I left a rather cryptic comment on my colleague Karen Stearn's blog. It was cryptic mostly because I didn't want to leave some massive comment. So the result is that I'm going to try to clear up what I was trying to say. Karen's post was about a technology workshop she had arranged on campus. My comments though are more generally applicable to the familiar conversation one hears among faculty and teachers on the subject of technology (one which I won't rehearse here).
In a nutshell, here's my point. These incessant conversations are founded on a particular understanding of the relationship between technology and subjectivity. I say subjectivity because, in the humanities at least, that's what we tend to think about when we think about students and learning rather than cognition or consciousness. Not surprisingly, we conceive subjectivity and thought as discrete, internal, and ultimately free-willed (despite whatever it is we imagine we learned from postmodernism).

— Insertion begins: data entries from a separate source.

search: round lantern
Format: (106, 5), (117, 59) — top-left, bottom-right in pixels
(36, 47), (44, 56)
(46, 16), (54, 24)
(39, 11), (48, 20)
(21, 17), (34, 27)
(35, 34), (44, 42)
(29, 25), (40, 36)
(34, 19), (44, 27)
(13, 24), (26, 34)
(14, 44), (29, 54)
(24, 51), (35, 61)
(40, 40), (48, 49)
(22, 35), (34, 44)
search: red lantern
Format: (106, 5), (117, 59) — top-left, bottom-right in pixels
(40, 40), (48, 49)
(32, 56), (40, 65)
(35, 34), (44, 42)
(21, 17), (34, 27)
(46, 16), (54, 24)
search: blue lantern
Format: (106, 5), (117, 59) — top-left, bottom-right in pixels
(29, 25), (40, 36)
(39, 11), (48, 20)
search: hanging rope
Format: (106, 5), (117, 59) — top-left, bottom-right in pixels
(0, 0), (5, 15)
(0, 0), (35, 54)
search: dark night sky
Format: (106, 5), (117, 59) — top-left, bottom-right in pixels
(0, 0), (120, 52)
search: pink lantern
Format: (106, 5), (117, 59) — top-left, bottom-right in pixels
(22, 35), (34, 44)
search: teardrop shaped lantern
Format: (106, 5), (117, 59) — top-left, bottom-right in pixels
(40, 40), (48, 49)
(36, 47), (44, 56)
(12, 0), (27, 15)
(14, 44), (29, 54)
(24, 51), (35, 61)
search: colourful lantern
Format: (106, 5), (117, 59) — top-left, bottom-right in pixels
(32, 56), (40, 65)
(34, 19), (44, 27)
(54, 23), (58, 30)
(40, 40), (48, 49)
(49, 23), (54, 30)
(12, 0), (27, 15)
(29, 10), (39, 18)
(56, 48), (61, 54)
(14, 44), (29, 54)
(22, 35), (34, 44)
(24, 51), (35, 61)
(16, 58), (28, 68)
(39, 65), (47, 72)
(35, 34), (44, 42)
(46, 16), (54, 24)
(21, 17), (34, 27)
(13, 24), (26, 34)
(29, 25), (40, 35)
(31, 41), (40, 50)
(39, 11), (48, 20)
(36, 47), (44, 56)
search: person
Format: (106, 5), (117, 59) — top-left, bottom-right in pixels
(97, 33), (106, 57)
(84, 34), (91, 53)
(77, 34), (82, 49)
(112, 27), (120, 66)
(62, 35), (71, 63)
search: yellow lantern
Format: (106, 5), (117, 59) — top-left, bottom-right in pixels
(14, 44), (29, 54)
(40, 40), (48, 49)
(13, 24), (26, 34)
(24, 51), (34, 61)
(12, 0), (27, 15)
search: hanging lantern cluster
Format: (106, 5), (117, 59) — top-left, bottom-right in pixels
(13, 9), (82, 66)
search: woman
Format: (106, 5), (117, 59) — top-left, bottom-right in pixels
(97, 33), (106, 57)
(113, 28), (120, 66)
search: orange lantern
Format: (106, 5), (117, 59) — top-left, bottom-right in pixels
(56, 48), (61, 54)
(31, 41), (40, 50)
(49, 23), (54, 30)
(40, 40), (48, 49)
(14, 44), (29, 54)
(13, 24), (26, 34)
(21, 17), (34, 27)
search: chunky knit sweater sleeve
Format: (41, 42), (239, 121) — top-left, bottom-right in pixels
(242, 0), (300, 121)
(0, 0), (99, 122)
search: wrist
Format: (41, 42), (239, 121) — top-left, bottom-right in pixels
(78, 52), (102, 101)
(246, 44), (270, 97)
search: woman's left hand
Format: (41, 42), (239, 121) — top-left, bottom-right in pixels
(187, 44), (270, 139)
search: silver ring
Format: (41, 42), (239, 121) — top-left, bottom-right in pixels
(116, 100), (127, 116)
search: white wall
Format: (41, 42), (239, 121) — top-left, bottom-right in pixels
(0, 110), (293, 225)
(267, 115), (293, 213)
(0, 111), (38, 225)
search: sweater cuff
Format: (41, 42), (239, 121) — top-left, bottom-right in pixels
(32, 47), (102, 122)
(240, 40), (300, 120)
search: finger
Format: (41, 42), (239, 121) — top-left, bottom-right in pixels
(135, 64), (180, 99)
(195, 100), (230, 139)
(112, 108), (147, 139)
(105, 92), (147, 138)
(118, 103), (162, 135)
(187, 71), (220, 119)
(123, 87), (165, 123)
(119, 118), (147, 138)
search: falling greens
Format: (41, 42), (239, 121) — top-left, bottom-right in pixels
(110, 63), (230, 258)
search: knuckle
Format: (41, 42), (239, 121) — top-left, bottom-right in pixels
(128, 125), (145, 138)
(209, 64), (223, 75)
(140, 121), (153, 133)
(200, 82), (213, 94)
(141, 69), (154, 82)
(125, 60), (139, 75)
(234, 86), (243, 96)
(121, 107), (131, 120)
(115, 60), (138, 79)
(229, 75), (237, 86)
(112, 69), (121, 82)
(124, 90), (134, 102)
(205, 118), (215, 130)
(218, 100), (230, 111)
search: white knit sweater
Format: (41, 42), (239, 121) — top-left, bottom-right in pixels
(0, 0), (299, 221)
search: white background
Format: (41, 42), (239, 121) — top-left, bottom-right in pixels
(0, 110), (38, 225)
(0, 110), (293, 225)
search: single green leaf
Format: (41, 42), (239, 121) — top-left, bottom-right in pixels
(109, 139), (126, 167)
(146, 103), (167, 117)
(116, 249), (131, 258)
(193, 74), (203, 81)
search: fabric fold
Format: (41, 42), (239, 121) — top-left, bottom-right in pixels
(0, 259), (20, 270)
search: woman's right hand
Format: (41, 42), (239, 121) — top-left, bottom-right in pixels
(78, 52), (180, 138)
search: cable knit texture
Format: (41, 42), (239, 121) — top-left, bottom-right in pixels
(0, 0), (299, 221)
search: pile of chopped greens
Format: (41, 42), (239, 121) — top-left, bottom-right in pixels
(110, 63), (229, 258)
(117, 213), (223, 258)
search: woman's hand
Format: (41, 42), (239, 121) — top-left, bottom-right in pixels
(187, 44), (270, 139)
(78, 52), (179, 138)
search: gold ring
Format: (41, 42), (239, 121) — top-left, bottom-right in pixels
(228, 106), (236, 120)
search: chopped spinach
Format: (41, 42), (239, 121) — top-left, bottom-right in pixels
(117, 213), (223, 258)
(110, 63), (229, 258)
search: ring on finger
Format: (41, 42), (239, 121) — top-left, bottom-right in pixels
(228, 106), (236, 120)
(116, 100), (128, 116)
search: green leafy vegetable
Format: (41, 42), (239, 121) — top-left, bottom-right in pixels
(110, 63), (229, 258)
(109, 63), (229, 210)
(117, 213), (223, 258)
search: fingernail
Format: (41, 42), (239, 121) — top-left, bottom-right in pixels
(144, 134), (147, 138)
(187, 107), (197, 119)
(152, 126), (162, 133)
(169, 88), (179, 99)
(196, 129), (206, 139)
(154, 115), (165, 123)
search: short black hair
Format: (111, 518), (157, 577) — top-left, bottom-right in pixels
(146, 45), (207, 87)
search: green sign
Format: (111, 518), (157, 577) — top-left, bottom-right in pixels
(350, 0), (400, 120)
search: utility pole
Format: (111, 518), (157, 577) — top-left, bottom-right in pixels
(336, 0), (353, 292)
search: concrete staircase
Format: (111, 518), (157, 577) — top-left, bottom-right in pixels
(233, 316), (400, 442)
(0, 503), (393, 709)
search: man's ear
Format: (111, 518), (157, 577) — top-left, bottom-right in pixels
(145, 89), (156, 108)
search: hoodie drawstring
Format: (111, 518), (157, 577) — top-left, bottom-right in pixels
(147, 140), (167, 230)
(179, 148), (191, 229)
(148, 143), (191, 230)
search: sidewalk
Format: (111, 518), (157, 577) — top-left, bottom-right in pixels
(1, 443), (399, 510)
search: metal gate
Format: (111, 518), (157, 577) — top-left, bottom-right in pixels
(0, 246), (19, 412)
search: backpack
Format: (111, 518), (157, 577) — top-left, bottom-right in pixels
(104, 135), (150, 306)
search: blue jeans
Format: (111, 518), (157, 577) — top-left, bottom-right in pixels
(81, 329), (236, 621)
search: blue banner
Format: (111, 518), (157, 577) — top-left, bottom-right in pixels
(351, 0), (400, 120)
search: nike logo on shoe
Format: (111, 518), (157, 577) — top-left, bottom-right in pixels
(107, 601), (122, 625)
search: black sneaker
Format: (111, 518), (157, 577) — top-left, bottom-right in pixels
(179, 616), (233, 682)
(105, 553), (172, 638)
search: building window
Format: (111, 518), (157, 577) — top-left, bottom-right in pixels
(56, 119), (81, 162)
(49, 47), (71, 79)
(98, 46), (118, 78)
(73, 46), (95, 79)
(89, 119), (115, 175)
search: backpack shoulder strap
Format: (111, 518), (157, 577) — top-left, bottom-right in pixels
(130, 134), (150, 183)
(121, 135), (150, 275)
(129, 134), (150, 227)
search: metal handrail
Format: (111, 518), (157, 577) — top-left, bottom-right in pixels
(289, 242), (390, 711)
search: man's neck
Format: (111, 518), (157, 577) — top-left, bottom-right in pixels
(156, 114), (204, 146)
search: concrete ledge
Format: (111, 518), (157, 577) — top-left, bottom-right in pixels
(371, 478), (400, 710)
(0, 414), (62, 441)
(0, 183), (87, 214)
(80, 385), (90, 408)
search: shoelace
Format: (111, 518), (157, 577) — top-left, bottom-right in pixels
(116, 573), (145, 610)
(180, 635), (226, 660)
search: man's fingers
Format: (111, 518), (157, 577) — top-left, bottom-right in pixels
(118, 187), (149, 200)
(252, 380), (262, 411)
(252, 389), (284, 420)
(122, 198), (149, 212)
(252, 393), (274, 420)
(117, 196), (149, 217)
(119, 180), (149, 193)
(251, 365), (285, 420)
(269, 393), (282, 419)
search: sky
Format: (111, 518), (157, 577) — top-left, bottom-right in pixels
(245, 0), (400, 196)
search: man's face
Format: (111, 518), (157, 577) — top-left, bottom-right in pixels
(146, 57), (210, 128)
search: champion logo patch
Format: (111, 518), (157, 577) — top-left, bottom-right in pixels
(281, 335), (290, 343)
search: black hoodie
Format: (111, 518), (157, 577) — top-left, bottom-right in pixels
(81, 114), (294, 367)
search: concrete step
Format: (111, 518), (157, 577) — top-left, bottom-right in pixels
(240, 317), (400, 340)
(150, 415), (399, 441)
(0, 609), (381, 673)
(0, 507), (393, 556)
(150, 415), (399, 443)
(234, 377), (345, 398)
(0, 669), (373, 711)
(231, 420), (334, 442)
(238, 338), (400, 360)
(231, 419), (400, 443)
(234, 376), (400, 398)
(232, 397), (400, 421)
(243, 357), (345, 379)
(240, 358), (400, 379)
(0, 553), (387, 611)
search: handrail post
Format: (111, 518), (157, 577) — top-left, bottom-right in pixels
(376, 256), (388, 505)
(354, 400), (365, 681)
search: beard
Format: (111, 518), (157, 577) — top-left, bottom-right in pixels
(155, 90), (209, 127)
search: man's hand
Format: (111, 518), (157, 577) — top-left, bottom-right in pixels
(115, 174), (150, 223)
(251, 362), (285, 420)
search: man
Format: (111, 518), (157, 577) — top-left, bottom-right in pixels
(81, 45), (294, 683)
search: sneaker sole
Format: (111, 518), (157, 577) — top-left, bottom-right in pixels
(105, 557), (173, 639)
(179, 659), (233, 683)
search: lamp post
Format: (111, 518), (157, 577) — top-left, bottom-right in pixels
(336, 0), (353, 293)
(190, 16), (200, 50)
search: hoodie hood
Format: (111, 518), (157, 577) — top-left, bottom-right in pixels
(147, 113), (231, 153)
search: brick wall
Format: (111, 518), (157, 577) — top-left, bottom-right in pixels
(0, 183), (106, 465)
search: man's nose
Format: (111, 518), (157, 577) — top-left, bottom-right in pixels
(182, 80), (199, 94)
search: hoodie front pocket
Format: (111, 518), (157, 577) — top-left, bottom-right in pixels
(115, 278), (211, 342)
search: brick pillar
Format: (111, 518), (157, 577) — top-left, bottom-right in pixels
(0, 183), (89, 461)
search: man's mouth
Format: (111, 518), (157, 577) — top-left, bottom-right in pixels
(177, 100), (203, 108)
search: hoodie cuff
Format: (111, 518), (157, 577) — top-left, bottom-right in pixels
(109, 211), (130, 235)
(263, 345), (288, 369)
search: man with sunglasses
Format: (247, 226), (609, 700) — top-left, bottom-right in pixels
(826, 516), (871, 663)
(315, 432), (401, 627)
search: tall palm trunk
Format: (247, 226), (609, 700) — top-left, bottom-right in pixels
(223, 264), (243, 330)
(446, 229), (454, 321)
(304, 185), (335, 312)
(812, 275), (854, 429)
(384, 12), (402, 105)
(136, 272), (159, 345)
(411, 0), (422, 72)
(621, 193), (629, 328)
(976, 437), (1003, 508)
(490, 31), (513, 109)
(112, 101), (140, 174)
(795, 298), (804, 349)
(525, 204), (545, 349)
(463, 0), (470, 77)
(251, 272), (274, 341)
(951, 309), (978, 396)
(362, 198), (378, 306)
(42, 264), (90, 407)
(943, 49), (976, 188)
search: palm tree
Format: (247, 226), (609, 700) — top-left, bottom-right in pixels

So then we look at technology as an external force or tool that might impact the internal subject in any number of positive or negative ways:
- we become smarter;
- we have opportunities for more democratic participation;
- we can create new communities;
- we lose our ability to think independently;
- we lose critical thinking skills;
- we become subject to media and commercial manipulation;
- we lose contact with our local communities.
And so the "debate" goes. It never goes away. It just seems to shift from one emerging technology to another. First it's just the internet. Then it's IM. Then it's texting. Then it's Facebook. Now it's Second Life.
However, the point I was trying to make in far fewer words on Karen's blog is that this debate cannot move forward or become productive as long as it frames the relationship between subjectivity and technology in this fashion.